I am extremely opposed to populism and political extremes but I am extremely sympathetic to the struggling people they tend to catch in their dragnet. The mainstream parties forget these people at their peril.
And amid all the hype about last weekend’s Super Saturday result — which returned a status quo where the two major parties were concerned — that is yet another thing that has been conveniently forgotten.
Leaving aside the two effectively uncontested Labor seats in Western Australia, the South Australian seat of Mayo was won with an increased majority by a brand new party that had just lost its leader; the Queensland seat of Longman saw a massive spike in the One Nation vote even though its leader was replaced by a cardboard cutout; and the Tasmanian seat of Braddon saw some random local fisherman pick up more than 10 per cent of the vote even though his primary claim to fame was that he’d once assaulted an off-duty police officer in Geelong.
These are nothing if not interesting times.
Ideologically these parties and candidates are all over the place: One Nation is obviously right-wing, the Centre Alliance is obviously of the centre and the Taswegian fisho was preferencing the Greens and Labor. The only thing they have in common is that they are all rogues, and they all came home with an explosion in their vote.
Earlier this week, I wrote that Malcolm Turnbull had in fact dodged a bullet by losing Braddon and Longman. Had he defied history to claw back one or both from Labor it would have given a trigger to the ALP to replace Bill Shorten with Anthony Albanese and Turnbull would have gone from a fighting chance to no chance at the next election. As it stands now the Coalition will probably still lose to Labor but that will be despite Shorten, not because of him.
Even the Labor operatives who so valiantly saved Braddon from certain death just a few weeks ago acknowledge that Turnbull, for all his unpopularity, is still far more popular than Shorten — leaving a space you could park a bus in for any third-party candidate.
One Labor figure told me that perhaps the strongest sentiment in Braddon was voter anger at the constant calling and polling, a sentiment that in the US resulted in some voters deliberately gaming pollsters by telling them they were voting for a mainstream candidate when really they were planning to go rogue. And we all know what happened there.
Indeed, one of the great mistakes modern politicians and pundits have made in recent times is to confuse what people say they want with what they actually do want.
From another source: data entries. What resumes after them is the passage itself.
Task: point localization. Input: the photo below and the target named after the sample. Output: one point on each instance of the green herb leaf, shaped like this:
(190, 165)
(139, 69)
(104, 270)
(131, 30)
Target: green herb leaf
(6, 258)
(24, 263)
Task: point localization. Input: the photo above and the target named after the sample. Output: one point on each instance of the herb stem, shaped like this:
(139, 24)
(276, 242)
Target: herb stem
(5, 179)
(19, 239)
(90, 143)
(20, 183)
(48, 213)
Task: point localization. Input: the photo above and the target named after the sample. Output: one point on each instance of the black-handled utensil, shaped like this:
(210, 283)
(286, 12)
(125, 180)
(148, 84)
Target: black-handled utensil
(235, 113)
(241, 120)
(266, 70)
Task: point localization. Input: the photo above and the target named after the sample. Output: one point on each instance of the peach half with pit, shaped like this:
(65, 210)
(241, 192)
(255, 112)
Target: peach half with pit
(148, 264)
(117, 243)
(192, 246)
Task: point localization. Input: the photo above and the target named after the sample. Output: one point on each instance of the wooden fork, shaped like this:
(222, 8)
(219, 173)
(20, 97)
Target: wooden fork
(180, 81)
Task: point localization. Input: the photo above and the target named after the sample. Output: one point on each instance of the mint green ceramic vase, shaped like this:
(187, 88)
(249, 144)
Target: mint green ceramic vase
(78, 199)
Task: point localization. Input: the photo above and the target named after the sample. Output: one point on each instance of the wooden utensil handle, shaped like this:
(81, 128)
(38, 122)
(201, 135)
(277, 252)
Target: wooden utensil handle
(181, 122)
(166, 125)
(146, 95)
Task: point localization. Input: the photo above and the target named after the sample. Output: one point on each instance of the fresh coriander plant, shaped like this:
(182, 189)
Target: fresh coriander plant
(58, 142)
According to almost every 2016 poll in the US, Hillary Clinton is supposed to be President right now. According to internal Labor polling of just a couple of months ago, Braddon should have been a landslide for the Libs.
And according to public sentiment, Kyle Sandilands is the most hated man in Australia — but he still has the number one FM breakfast show.
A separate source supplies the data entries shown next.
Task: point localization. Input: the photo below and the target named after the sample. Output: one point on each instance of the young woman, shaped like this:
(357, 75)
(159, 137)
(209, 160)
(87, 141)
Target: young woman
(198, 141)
The great Paul Keating was fond of saying: “In a two horse race always back self-interest because at least you know it’s trying.”
But in these straitened times of straitjacketed language, times in which political leaders are incapable of saying what they mean and ordinary people are criminalised for saying what they think, voters are turning to a different horse: The horse that doesn’t give a f**k.